Me detuve, di media vuelta sobre los talones y abandoné la estancia.

—¡Tú has perdido la batalla, Campeón de la guerra! —gritó el rey Rigenos cuando ya estaba fuera—. ¡El pueblo no respeta a los derrotados!

Fui a ver a Iolinda.

La princesa había estado paseando por los balcones y acababa de regresar a sus aposentos. La besé, necesitado en aquel momento de comprensión y amistad de una mujer, pero me pareció encontrar un bloque de piedra. Al parecer, no estaba dispuesta a ayudarme, aunque me devolvió rápidamente el beso. Por fin, dejé de abrazarla y di un paso atrás, mirándola a los ojos. —¿Algo va mal?

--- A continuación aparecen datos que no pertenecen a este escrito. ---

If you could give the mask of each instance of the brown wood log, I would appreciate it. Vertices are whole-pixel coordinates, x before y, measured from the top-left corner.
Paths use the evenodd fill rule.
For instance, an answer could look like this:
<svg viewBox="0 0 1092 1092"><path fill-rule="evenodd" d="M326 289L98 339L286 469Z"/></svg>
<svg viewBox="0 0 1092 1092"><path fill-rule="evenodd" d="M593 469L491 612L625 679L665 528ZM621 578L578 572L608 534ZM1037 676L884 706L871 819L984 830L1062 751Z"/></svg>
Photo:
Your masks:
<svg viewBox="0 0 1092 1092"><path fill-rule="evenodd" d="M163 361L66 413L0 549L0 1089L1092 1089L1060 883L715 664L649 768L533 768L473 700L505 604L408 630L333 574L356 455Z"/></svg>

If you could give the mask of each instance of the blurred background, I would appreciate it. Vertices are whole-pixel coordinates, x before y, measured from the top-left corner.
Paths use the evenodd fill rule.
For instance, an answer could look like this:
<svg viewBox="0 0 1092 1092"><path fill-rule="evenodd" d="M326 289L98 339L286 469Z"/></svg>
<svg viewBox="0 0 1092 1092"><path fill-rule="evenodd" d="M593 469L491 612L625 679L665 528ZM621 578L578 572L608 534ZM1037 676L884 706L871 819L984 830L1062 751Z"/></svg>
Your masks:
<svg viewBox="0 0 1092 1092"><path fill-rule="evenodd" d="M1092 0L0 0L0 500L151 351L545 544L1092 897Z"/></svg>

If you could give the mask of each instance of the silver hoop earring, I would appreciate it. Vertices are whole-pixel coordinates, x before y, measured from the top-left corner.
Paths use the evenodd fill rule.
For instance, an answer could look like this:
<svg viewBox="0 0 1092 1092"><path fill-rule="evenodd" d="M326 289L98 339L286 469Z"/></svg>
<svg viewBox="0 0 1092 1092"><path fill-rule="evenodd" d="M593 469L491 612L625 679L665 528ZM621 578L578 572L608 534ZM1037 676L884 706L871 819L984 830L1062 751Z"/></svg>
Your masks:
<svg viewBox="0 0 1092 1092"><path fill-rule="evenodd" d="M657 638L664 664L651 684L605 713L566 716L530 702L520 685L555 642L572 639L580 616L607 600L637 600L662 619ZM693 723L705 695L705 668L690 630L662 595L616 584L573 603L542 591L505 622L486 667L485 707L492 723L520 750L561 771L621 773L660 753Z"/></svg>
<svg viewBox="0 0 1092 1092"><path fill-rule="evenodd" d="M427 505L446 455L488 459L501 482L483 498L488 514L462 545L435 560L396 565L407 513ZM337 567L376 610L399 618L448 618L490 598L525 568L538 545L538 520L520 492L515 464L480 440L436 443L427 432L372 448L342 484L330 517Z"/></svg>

—Nada —respondió—. ¿Por qué? Estás a salvo... Temía que hubieras muerto.

¿Se trataba de mí, pues? ¿Era acaso que... ? Aparté el pensamiento de mi mente. Y, sin embargo, ¿puede un hombre obligarse a amar a una mujer? ¿Se puede amar a dos mujeres a la vez? Me estaba asiendo desesperadamente a las briznas de amor que había sentido por ella la primera vez que nos habíamos encontrado.

—Ermizhad está a salvo—solté de pronto—. Ha llamado en su ayuda a sus hermanos Halflings y, cuando regrese al campamento Eldren, Arjavh se retirará con sus tropas a Mernadin. Deberías estar aliviada.

—Lo estoy —dijo ella—. ¡Y tú, sin duda, lo estarás de que nuestra rehén haya escapado!

—¿A qué te refieres?

—Mi padre me ha contado que estabas encantado por sus hechicerías maléficas. Parecías más pendiente de su seguridad que de la nuestra.

—Eso es absurdo.

—También parece que te complace la compañía de los Eldren. Has estado reposando con nuestro peor enemigo...

—¡Basta ya! ¡No digas necedades!

—¿Necedades? Creo que mi padre tenía razón, Erekosë.

La voz de Iolinda era ahora más contenida. Se apartó de mí.

—Pero Iolinda... Yo te quiero a ti. Sólo a ti.

—No te creo, Erekosë.

¿Qué llevo dentro de mí que me arrastró entonces a lo que hice? Allí, en aquel instante, hice un juramento que iba a afectar al destino de todos nosotros. ¿Por qué, ahora que mi amor por Iolinda empezaba a diluirse y la veía como un ser estúpido y egoísta, hacía mis mayores protestas de amor hacia ella?

No lo sé. Sólo sé que así lo hice.

—¡Te amo más que a mi vida, Iolinda! ¡Haría cualquier cosa por ti, amor mío!

—¡No te creo!

—¡Te lo demostraré! —grité, torturado de dolor.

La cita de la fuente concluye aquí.